To preserve what precious little sanity I have, while Husband was out of town last week I enrolled Sweet Pea and Pumpkin Pie in Sports Camp at a nearby park for a few hours in the afternoon. (Pickles opted out b/c he was already pretty busy with swim team).
First a note about the park: The park where the camp took place is a few minutes from Cloud 8, and the kids play on a
desert field with NO shade at all and is a looooong hot walk across a looooong dirty gravel parking lot from the water fountains/ bathroom pavilion. Make sure to BYO iv bags water bottle, kids.
Now a note about the camp: This fun sports camp is run by an organization that employs international college-aged young people. They are friendly and competent and have delightful accents that amuse me.
This was an especially hot week in NJ, so the counselors decided that Friday would be a good day to have squirt gun day at camp. Keep in mind that these counselors are Brits. They had no idea what squirt gun culture in this country is like. They had no idea that a Super Soaker Water Cannon even existed, nor did they likely see a reason why such a device would need to exist (I am inclined to agree). So when Friday arrived and my sweet, 3 foot 8 inch Pumpkin Pie (the youngest kid at that camp this year) showed up with something that could easily be called the Water Slaughter 30o0, their reaction of confusion sprinkled with mild horror was predictable. In another setting it could have been an international incident. Sweet Pea is no firearm slouch, but he decided to give up some firepower in exchange for mobility. He brought his Bottle Blitz that can hold a standard water bottle, liter bottle, or 2 liter soda bottle. He likes to carry his refills around in a backpack so he doesn’t risk wasting time in line at the hose. These poor international kids with the amusing accents had no idea what they were getting into. They also had no plan about how to fill up these water guns.

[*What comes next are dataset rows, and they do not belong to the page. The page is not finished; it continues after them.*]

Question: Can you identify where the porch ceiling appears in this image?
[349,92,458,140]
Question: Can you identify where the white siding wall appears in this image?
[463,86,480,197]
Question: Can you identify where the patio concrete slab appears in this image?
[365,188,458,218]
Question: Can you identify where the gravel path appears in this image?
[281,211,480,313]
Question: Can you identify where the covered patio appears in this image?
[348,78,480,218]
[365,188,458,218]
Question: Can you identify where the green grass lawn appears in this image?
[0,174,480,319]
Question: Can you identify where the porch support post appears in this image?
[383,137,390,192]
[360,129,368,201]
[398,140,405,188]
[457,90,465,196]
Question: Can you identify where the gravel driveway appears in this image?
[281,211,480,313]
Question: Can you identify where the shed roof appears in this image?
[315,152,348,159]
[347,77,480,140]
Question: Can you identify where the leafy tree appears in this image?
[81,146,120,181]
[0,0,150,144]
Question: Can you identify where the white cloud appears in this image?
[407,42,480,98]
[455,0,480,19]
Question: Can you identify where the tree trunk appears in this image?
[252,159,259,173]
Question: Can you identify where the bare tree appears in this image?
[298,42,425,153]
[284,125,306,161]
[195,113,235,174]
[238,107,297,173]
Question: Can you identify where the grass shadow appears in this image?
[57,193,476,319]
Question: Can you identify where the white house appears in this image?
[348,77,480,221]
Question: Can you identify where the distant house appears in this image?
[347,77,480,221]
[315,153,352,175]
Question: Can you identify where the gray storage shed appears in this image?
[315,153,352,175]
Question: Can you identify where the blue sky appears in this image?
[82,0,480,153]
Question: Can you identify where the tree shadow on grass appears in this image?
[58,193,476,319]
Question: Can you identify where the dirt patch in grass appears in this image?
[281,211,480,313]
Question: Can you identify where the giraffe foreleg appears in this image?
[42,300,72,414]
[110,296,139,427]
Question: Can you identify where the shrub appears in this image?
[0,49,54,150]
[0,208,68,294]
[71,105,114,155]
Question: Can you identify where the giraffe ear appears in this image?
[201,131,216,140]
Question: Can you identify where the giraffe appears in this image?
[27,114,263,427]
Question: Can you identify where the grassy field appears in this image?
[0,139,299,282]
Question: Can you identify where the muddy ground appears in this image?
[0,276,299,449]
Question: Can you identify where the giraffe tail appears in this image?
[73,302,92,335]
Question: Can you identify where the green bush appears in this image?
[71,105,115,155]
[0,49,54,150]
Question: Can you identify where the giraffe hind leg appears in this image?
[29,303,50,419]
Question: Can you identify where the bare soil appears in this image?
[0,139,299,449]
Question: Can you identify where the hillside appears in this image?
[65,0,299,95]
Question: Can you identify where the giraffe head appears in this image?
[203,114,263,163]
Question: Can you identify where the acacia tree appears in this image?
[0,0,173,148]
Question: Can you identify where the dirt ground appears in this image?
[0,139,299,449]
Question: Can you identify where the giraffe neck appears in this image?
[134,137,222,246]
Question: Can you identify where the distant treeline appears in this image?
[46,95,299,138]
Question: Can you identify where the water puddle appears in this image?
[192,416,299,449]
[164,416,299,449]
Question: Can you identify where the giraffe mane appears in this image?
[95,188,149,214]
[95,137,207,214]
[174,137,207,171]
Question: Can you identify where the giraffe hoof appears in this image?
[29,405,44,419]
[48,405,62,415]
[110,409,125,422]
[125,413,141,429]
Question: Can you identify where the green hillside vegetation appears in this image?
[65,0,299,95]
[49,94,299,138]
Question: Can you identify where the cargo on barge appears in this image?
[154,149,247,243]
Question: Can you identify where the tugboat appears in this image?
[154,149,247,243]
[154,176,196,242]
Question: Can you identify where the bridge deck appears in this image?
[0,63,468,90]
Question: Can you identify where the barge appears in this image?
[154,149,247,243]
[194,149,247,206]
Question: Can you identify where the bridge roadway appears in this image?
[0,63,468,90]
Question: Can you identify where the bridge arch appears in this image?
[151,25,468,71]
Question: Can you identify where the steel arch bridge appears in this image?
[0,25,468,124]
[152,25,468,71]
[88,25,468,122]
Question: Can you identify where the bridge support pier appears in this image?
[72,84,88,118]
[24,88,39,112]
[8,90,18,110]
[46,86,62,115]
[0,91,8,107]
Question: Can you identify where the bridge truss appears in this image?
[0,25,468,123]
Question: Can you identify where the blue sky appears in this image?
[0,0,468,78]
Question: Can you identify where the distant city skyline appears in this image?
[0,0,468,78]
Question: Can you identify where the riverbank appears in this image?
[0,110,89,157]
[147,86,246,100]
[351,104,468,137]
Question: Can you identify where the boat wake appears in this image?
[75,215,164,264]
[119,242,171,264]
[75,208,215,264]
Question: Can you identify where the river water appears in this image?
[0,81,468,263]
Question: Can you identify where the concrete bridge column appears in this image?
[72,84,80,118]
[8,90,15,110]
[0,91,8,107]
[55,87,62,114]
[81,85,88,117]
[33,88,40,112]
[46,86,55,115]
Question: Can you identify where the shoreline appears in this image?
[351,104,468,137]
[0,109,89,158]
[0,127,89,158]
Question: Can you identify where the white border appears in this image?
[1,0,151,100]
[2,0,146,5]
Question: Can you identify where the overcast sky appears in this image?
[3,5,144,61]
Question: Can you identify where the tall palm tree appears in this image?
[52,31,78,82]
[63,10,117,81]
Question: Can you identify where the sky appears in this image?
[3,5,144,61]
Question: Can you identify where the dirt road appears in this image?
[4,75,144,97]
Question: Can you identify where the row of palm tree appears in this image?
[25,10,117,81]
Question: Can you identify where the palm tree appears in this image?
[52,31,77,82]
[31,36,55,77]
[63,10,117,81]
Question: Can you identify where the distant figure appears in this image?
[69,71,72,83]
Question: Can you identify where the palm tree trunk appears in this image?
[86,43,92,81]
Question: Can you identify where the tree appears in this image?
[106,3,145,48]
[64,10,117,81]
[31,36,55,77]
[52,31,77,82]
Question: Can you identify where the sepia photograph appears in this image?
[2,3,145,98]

Seeing an issue, I offered to take their several gallon jugs over to the pavilion in the van where Pickles and I would fill them up and bring them back for them to enjoy 15 minutes of squirt gun mania before the water ran out and they had to teach the kids how to play Cricket or something. Camp Counselor David Beckham (What? He’s a Brit!) asked if I would bring their big Gatoraide-style water cooler and fill it with water, too. Okay, sure thing. He then mentioned that the sinks are so small in the bathrooms that the jugs don’t fit under them and you’ll have to use the water fountains. Whuck? This was when I lost interest. But, as a team player who had the poor judgement to let Pumpkin Pie and Sweet Pea bring the largest water guns on the planet, I decided to do my part and drive back over the gravel parking lot, scoot the 3 minutes home, fill everything up with the hose, then scurry back so Pickles and I can get on with our errands.
Pickles and I did exactly that, we filled up the 5 gallon jugs, and the big orange Gatoraide cooler (I even filled that up at the sink and added ice in case they needed a drink!). We loaded the cooler into the trunk and I noticed that three of the gallon jugs did not have tops. Grrrrr. That was an accident waiting to happen in the Ninja Van that is still new to us, so I made Pickles hug two of them like newborns in the back seat, while I hung on to the third for dear life. Back through the neighborhood and across the
largest bumpiest, dirtiest gravel and dirt parking lot in the tri-state area parking lot to deliver the water. The un-capped jugs made it without incident, which pleased me. Pickles and I put them on the ground while the campers wandered over to gather up the jugs and generally rubberneck. I went to the trunk to get the cooler only to discover that the big orange 50 million gallon jug had overturned in my new to me 3 year-old van’s trunk and dumped 2/3 of its contents onto the trunk carpet. Awesome.
I believe I tried not to curse.
I pulled all the crap out of the trunk as fast as I could and blotted up as much as I could with the one towel we had. Pointless. By then the campers were starting to file over to us and I had an especially curious little boy looking over my shoulder. He looked about 7, but I could tell he was kind and wise beyond his years.
Me: (Grumbling to myself, huffing and puffing with irritation bordering on fury) I have no idea what kind of moron would put this cooler in the back and expect it NOT to tip over and spill all over the place!!!
Unknown 7 year-old camper: (In a very kind and knowing voice.) Oh… Your husband?